MAGMA IN MOTION: DETERMINING VERTICAL MAGMA POSITIONING IN THE MAGMATIC SYSTEM THAT FED THE OHAKURI ERUPTION, TAUPO VOLCANIC ZONE, NEW ZEALAND

The location and behavior of magma prior to large volcanic eruptions is of paramount importance, but elucidating the physical character of magmatic systems remains a persistent petrologic challenge.

In this study, we consider the physical magmatic system that led to the massive 290 ka Ohakuri eruption in New Zealand’s Taupo Volcanic Zone. We determine the distance and character of pre-eruptive vertical magma migration by comparing the pressure at which melt-rich magma was extracted from a crystal mush (‘extraction pressure’) with the pressure at which this magma was stored in a reservoir that fed the eruption (‘storage pressure’).

We applied the rhyolite-MELTS geobarometer to glass compositions to determine storage pressures and to whole-pumice compositions to determine extraction pressures (n = 22). We tested both qtz-plag and plag-opx sources for extraction. Although we cannot definitively determine the source assemblage, mineral saturation curves from rhyolite-MELTS suggest this source was compositionally heterogeneous.

We determine that fO₂ of extraction conditions was likely between ∆NNO = -0.5 and ∆NNO = -0.7. In this range, saturation curves of the inferred minerals (plag, opx, and mt) intersect.

Estimated storage pressures are 60 - 120 MPa.
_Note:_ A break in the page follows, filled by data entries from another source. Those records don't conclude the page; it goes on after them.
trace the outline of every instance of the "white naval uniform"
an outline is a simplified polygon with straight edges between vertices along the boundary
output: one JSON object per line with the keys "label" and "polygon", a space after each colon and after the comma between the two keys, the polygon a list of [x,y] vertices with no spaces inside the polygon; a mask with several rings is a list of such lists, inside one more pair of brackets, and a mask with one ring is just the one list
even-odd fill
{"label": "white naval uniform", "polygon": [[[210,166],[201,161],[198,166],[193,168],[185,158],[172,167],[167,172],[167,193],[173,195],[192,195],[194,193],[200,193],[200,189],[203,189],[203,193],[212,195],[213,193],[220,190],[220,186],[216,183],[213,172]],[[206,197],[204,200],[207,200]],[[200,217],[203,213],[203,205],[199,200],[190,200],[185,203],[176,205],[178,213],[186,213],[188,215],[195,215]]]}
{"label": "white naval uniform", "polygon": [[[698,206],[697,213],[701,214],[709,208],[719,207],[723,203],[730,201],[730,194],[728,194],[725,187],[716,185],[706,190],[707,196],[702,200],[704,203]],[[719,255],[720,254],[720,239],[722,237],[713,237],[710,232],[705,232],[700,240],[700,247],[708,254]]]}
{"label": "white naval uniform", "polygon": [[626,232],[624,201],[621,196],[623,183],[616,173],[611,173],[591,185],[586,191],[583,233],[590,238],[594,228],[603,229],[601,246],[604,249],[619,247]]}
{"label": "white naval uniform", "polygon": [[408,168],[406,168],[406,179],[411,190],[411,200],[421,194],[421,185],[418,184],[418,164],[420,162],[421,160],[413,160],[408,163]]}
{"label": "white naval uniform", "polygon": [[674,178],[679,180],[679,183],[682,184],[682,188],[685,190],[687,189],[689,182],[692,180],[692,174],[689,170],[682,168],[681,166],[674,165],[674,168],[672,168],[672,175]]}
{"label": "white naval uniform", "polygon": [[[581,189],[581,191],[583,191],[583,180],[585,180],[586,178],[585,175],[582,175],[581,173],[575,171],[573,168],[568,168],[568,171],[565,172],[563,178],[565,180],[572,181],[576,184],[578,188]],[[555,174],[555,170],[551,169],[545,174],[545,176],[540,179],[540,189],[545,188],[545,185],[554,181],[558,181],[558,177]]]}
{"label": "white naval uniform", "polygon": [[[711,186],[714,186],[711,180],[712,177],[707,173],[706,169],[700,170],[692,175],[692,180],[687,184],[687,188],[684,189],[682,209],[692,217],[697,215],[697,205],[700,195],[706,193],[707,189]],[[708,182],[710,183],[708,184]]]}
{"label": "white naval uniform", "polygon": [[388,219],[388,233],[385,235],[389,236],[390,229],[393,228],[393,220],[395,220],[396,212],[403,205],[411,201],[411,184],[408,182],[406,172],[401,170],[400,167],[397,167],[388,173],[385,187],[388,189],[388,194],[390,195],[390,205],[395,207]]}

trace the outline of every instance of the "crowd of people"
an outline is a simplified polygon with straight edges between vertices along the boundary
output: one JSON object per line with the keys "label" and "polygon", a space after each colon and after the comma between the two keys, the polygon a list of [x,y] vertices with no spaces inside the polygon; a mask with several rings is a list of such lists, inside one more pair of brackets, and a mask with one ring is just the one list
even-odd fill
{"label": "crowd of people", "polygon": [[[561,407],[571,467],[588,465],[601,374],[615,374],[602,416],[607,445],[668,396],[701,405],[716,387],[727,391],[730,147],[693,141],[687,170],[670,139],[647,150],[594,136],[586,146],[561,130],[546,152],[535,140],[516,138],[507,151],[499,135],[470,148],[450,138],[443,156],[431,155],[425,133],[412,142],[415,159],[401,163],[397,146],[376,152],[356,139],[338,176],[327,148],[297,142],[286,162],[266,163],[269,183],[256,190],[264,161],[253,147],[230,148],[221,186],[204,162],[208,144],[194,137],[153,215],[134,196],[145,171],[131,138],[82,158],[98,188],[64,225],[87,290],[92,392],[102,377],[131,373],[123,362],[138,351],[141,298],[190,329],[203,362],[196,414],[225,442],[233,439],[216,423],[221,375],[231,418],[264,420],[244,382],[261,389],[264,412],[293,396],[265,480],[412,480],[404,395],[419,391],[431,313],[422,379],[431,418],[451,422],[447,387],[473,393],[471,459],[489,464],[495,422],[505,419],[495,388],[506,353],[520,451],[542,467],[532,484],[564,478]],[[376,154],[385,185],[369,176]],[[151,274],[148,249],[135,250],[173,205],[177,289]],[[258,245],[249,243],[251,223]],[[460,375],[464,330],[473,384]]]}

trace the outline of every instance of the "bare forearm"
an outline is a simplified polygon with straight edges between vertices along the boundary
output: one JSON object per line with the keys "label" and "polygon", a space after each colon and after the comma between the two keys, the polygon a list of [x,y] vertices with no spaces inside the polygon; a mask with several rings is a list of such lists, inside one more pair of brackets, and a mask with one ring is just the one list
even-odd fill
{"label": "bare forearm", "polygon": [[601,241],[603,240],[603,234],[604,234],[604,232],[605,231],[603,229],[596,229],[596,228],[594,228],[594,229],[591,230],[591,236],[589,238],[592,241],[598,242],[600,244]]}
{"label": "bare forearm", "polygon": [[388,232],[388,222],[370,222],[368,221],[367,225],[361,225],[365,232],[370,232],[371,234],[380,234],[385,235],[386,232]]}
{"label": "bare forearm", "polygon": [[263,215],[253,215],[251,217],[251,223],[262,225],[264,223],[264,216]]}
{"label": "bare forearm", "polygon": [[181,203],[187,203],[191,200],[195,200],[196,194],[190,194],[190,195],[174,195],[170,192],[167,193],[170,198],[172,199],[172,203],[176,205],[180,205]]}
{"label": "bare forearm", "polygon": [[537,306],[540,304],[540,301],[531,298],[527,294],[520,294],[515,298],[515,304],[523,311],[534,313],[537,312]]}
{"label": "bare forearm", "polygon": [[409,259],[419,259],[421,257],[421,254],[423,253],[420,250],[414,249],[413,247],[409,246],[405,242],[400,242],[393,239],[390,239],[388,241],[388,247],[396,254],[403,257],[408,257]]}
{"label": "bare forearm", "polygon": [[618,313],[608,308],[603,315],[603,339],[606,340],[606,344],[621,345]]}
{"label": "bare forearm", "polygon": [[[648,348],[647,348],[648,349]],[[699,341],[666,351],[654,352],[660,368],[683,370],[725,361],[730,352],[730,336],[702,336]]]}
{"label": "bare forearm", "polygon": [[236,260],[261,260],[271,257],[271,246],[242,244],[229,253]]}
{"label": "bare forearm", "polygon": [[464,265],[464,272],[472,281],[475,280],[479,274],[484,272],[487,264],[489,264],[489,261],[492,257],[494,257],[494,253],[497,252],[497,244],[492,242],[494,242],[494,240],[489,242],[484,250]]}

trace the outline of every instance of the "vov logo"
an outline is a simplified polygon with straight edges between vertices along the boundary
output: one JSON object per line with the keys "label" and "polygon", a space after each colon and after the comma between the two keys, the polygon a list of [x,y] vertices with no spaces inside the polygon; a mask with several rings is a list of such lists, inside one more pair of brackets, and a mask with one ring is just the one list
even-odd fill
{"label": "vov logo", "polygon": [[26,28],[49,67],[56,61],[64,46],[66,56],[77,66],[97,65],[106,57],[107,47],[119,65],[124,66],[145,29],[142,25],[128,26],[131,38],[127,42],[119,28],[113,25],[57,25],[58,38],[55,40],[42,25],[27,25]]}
Extraction pressures depend on the assemblage and fO₂; extraction pressures are 150 – 460 MPa for a qtz-plag assemblage, 100 – 290 MPa for a plag-opx assemblage at ∆NNO = -0.5, and 80 – 240 MPa for a plag-opx assemblage at ∆NNO = -0.7.

Comparing storage and extraction pressures for each sample allows us to estimate the migration distance of each parcel of magma. For a qtz-plag assemblage, migration distances range from 2-13 km, while for a plag-opx assemblage at ∆NNO = -0.6, estimated migration ranges 0-7 km.

The inferred pressures and assemblages suggest that Ohakuri magma could have been extracted from variable depths and source assemblages, painting a different picture than a classic “mush model” conceptualization. This suggests a vertically extensive crystal mush, with extraction and storage occurring at different depths.

This study is the first to compare storage and extraction pressures from the same samples, and therefore the first to estimate migration distance for each sample. This approach provides a promising new perspective on pre-eruptive magmatic behavior.